Regulamentação desportiva

O NOC*NSF segue largamente o quadro do COI. A KNVB e a KNZB têm regras próprias, muitas vezes mais amplas, para mulheres trans na competição feminina. Não existe lei holandesa que vincule as federações desportivas a uma classificação biológica; são as federações que decidem.

Diferenças jurídicas internacionais

A Espanha (2023) e a Escócia (brevemente, 2023) introduziram modelos de autoidentificação. A Escócia foi travada pelo governo britânico e, por fim, juridicamente revogada. A Hungria, a Eslováquia e alguns estados americanos seguiram o caminho oposto, com legislação restritiva. Os Países Baixos encontram-se numa posição intermédia, em que a lei segue a prática em vez de a antecipar.
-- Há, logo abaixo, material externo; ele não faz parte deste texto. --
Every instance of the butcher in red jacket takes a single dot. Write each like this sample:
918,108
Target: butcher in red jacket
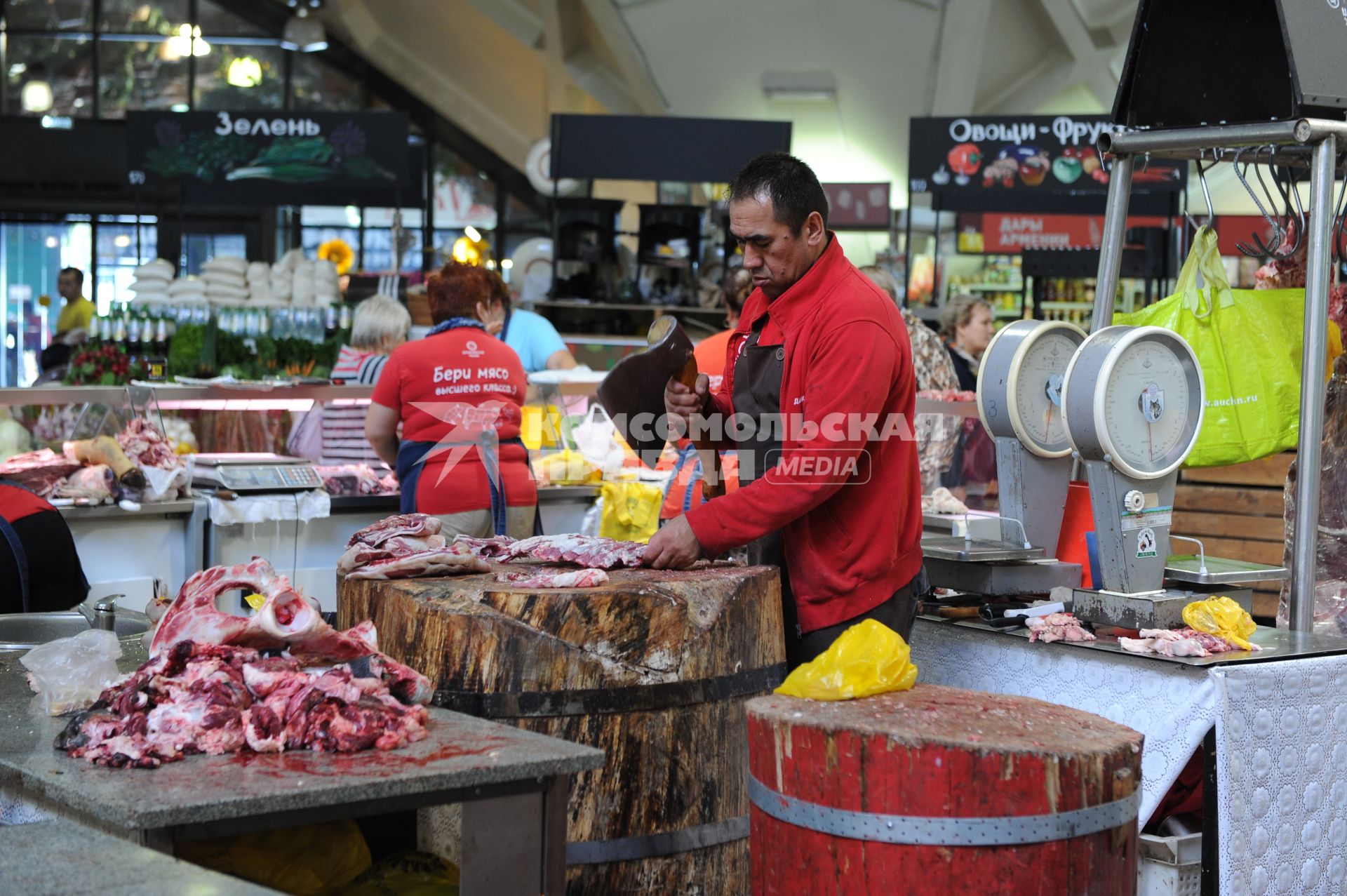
818,398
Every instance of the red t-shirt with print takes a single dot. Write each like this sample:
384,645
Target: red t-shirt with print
448,389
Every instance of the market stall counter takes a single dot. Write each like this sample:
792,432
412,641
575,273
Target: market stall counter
1278,720
512,783
65,859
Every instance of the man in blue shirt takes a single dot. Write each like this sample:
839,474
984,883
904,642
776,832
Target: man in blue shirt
534,338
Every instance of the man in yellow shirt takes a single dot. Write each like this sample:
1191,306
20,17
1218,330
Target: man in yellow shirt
77,313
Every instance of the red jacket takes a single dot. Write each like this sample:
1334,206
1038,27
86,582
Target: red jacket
850,541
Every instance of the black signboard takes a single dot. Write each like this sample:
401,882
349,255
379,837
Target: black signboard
998,162
274,158
631,147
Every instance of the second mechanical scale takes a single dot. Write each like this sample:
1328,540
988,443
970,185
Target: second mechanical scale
1127,406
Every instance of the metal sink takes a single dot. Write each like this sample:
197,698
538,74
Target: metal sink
25,631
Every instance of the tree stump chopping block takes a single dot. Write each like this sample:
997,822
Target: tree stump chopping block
939,791
654,669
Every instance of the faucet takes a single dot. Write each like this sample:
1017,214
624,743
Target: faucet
104,613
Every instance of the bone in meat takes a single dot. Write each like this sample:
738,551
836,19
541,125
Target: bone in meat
209,698
1057,627
93,483
404,524
556,578
453,559
399,546
582,550
39,471
286,620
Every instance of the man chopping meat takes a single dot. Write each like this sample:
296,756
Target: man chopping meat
822,366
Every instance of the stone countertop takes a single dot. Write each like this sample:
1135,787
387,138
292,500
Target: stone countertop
461,752
65,859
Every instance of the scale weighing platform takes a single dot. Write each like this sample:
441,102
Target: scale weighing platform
1133,402
255,472
1020,406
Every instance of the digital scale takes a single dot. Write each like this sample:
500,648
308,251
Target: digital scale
1133,405
255,472
1020,406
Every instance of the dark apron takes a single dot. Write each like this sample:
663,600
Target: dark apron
410,465
758,373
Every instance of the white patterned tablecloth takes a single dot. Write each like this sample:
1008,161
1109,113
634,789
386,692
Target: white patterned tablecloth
1281,740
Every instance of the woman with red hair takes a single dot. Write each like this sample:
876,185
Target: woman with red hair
458,395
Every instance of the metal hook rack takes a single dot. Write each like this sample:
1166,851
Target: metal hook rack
1319,138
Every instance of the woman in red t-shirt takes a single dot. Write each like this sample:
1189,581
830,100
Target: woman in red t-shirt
458,395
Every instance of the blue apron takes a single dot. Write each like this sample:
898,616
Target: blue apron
20,557
411,455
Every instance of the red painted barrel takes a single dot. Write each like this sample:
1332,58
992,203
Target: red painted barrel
939,791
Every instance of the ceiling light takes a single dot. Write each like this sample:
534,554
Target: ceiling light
244,72
303,33
800,86
36,93
185,44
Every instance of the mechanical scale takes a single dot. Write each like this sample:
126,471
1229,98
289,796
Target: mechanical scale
1020,406
1133,405
255,472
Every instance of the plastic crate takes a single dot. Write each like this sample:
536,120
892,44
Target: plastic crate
1170,865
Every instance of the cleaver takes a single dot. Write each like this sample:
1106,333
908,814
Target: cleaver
634,396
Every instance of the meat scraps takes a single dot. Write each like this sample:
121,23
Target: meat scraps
95,483
1057,627
581,550
556,578
1183,642
399,524
212,698
406,546
286,620
354,479
39,471
147,446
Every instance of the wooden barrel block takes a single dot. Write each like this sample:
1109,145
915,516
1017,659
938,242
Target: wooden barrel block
941,754
654,669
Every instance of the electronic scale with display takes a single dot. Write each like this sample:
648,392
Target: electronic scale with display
255,472
1020,406
1133,405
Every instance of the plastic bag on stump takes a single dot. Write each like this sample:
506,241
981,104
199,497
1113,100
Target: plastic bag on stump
1330,542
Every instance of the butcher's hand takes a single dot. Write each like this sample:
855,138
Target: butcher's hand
674,546
682,402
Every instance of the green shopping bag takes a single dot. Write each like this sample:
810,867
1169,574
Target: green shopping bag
1249,344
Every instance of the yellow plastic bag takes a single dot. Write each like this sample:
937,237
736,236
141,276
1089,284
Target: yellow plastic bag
631,511
310,860
866,659
1222,617
540,427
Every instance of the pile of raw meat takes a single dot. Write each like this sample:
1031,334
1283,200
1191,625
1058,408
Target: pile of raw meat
281,679
1058,627
41,472
1183,642
406,546
356,479
581,550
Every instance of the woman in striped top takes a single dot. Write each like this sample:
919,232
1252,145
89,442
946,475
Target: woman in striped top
380,325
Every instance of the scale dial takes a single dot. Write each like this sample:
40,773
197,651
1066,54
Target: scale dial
1020,385
1134,398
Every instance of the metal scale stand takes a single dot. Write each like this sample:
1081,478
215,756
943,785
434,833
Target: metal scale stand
1020,406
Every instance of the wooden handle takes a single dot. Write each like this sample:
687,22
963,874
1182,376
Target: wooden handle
711,486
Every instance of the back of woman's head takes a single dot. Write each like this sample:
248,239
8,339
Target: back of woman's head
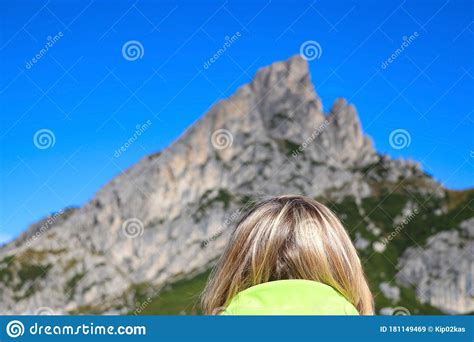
288,237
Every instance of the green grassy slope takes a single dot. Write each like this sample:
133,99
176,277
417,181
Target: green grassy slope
183,296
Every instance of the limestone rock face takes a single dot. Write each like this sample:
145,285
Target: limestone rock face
169,216
443,271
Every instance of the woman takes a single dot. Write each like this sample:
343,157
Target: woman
288,255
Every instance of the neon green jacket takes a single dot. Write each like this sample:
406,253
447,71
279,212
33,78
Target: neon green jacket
290,297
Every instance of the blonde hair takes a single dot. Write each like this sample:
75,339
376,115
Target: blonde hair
288,237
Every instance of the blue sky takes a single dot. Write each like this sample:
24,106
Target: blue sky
85,92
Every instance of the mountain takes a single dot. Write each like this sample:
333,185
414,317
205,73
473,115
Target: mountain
144,243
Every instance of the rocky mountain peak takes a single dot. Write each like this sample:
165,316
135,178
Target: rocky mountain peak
170,215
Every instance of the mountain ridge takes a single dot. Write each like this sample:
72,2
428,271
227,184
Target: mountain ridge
168,216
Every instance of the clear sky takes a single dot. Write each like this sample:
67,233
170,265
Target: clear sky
91,98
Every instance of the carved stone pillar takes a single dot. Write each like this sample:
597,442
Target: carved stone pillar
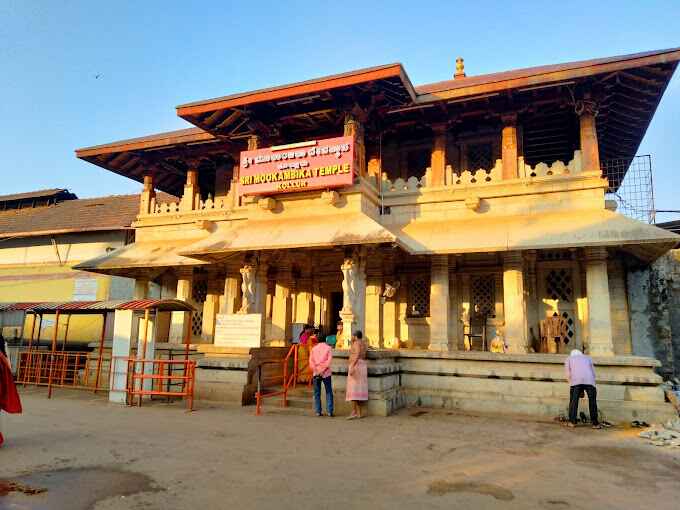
148,196
191,195
390,299
438,157
373,315
210,308
230,294
590,153
599,305
282,306
354,295
163,319
354,127
141,290
439,303
179,326
304,303
509,147
514,303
O que um menor pode fazer juridicamente

Abaixo dos 16: é exigido o consentimento parental para intervenções médicas. 16-18: em princípio, capacidade jurídica autónoma para decisões médicas, desde que 'capaz de discernimento'. Se uma jovem de dezasseis anos pode aprovar intervenções irreversíveis ainda não está consolidado juridicamente — a jurisprudência britânica (Bell v Tavistock, 2020-2021) produziu decisões mistas. A jurisprudência holandesa sobre o tema é, em larga medida, inexistente.